Neben sozialrechtlichen Fragen, die die Teilnehmer am Samstagvormittag beschäftigten
und zu denen Dr. Anne-Christine Paul, Fachanwältin für Sozialrecht und
ehrenamtlich unterstützende Justiziarin des Vereins, fachmännisch Auskunft gab,
standen diesmal vor allem Verhaltensauffälligkeiten und Verhaltensstörungen im
Mittelpunkt der Veranstaltung.

Praktische Hilfen in diesem Bereich vermittelte Dipl.-Pädagogin Melanie Selberg, Mitarbeiterin der Autismus-Ambulanz des Wittekindshofes in Bad Oeynhausen, durch Erläuterung der aus einer Autismus-Spektrum-Störung entstehenden Probleme sowie Vorstellung des TEACCH-Ansatzes, der das Ziel verfolgt, bestehende Probleme in der Alltagsbewältigung durch eine den individuellen Schwierigkeiten und Problemen des Betroffenen angepasste Strukturierung von Zeit, Raum und Aktivitäten soweit wie möglich zu kompensieren.

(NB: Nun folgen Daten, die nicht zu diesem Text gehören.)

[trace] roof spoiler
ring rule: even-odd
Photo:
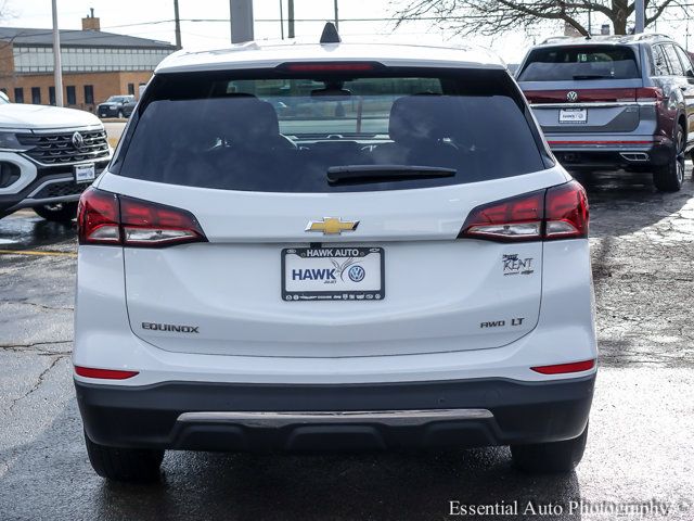
[[[321,35],[321,43],[340,43],[343,40],[337,34],[337,27],[332,22],[326,22]]]

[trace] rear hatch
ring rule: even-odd
[[[638,102],[655,99],[628,46],[537,48],[517,79],[545,134],[631,132],[641,118]]]
[[[566,180],[520,93],[503,71],[372,66],[155,77],[99,186],[140,223],[124,228],[134,334],[345,357],[498,347],[535,327],[542,242],[458,239],[473,208],[534,192],[485,217],[532,220]],[[149,247],[165,236],[142,226],[167,219],[204,238]]]

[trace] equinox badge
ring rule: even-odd
[[[309,220],[305,231],[321,231],[324,236],[339,236],[343,231],[355,231],[358,226],[358,220],[323,217],[323,220]]]

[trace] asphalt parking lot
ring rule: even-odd
[[[694,519],[694,182],[584,181],[601,370],[586,457],[558,476],[512,469],[506,448],[167,453],[159,484],[106,483],[72,385],[74,226],[0,220],[0,520],[447,519],[450,501],[517,511],[467,519]]]

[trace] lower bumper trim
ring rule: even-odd
[[[381,423],[384,425],[424,425],[432,421],[491,419],[487,409],[428,410],[335,410],[335,411],[256,411],[256,412],[183,412],[179,422],[231,422],[244,427],[282,428],[297,423]]]
[[[363,384],[75,381],[85,431],[114,447],[303,452],[479,447],[569,440],[595,376]]]

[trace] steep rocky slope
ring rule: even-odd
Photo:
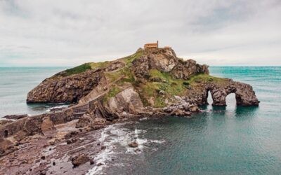
[[[169,48],[138,49],[115,61],[60,72],[30,91],[27,102],[72,104],[0,120],[0,172],[86,174],[101,165],[92,158],[106,147],[97,141],[99,131],[93,130],[143,116],[189,117],[208,103],[209,92],[214,106],[226,106],[230,93],[235,94],[237,105],[259,103],[250,85],[211,76],[207,65],[180,59]],[[132,141],[129,146],[138,146]]]
[[[215,106],[225,106],[230,93],[235,93],[237,105],[259,104],[251,85],[211,76],[208,66],[178,58],[169,48],[139,49],[115,61],[86,63],[58,73],[30,92],[27,102],[81,104],[103,94],[103,105],[114,109],[119,105],[114,99],[127,88],[138,94],[142,106],[163,108],[182,99],[205,104],[209,91]]]

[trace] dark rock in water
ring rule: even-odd
[[[27,114],[23,114],[23,115],[6,115],[3,117],[4,118],[6,119],[12,119],[12,120],[18,120],[22,118],[26,118],[27,117]]]
[[[136,148],[138,146],[138,144],[136,143],[136,141],[133,141],[132,143],[130,143],[128,144],[129,146],[130,146],[131,148]]]
[[[100,166],[103,165],[103,164],[104,164],[103,163],[98,163],[98,164],[97,164],[97,166],[98,166],[98,167],[100,167]]]
[[[53,108],[50,109],[50,112],[56,112],[56,111],[63,111],[65,108],[67,108],[67,107],[61,107],[61,108]]]
[[[95,162],[93,161],[93,159],[90,159],[89,162],[90,162],[90,164],[93,164],[95,163]]]
[[[84,164],[89,161],[89,158],[85,154],[82,154],[71,159],[71,162],[74,167],[77,167],[80,164]]]
[[[46,175],[47,172],[46,171],[41,171],[40,172],[40,175]]]

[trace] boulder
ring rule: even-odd
[[[131,148],[136,148],[138,146],[138,144],[136,143],[136,141],[133,141],[129,144],[128,146],[130,146]]]
[[[90,160],[90,158],[85,154],[81,154],[71,158],[71,162],[74,167],[79,167]]]

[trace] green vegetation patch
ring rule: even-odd
[[[110,62],[106,61],[103,62],[91,62],[89,63],[92,69],[103,69],[107,67],[110,64]]]
[[[184,95],[188,90],[189,83],[182,79],[174,78],[169,73],[161,72],[157,69],[150,71],[150,79],[161,79],[160,82],[148,81],[141,84],[140,92],[143,104],[152,97],[154,107],[166,106],[165,99],[174,95]],[[162,91],[164,94],[159,94]]]

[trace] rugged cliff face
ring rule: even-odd
[[[213,77],[208,66],[185,61],[166,48],[139,49],[115,61],[86,63],[58,73],[30,92],[27,102],[85,104],[102,96],[103,105],[112,112],[133,113],[181,100],[206,104],[209,91],[214,106],[226,106],[230,93],[235,94],[237,105],[259,105],[251,85]]]
[[[60,72],[30,91],[27,102],[74,104],[58,111],[34,116],[7,116],[17,120],[0,121],[0,157],[18,151],[19,157],[30,162],[22,167],[22,163],[13,162],[12,156],[12,161],[7,160],[6,166],[0,170],[10,173],[15,166],[20,166],[20,173],[30,171],[38,158],[34,155],[40,154],[41,149],[48,145],[54,146],[51,149],[61,148],[53,154],[55,158],[58,153],[62,158],[70,154],[74,160],[84,158],[86,161],[89,158],[77,154],[89,154],[84,151],[100,145],[94,142],[96,139],[91,140],[93,133],[86,140],[93,145],[84,140],[80,142],[79,134],[84,138],[84,134],[91,130],[142,116],[189,117],[200,112],[198,106],[208,103],[209,92],[214,106],[226,106],[226,97],[230,93],[235,94],[237,105],[258,106],[259,103],[250,85],[211,76],[207,65],[178,58],[171,48],[138,49],[132,55],[115,61],[86,63]],[[25,142],[25,146],[20,146]],[[88,145],[86,149],[77,148],[85,145]],[[25,148],[22,150],[22,148]],[[74,150],[66,153],[69,149]],[[96,148],[92,150],[96,152]],[[40,163],[32,173],[39,174],[41,169],[48,169],[50,166],[46,162],[53,161],[52,156],[47,155],[48,161]],[[14,163],[12,168],[7,168],[11,162]]]

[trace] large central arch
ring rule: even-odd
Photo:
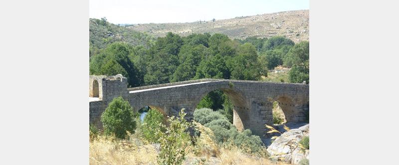
[[[195,107],[193,109],[196,109],[201,99],[211,91],[219,90],[222,91],[231,101],[233,104],[233,124],[239,131],[242,131],[249,127],[249,108],[246,103],[246,99],[243,94],[233,88],[212,88],[203,93],[199,100],[197,100]]]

Möglich war die Durchführung dieses Workshops dank der DAK, die diese Veranstaltung sowie den ersten Workshop für erwachsene selbstständig lebende TSC-Patienten im Sommer 2011 im Zuge der Selbsthilfeförderung auf Bundesebene mit insgesamt 7000 Euro förderte. Im Namen aller Teilnehmer möchten wir an dieser Stelle daher die Gelegenheit ergreifen, uns für diese großartige Hilfe noch einmal herzlich zu bedanken.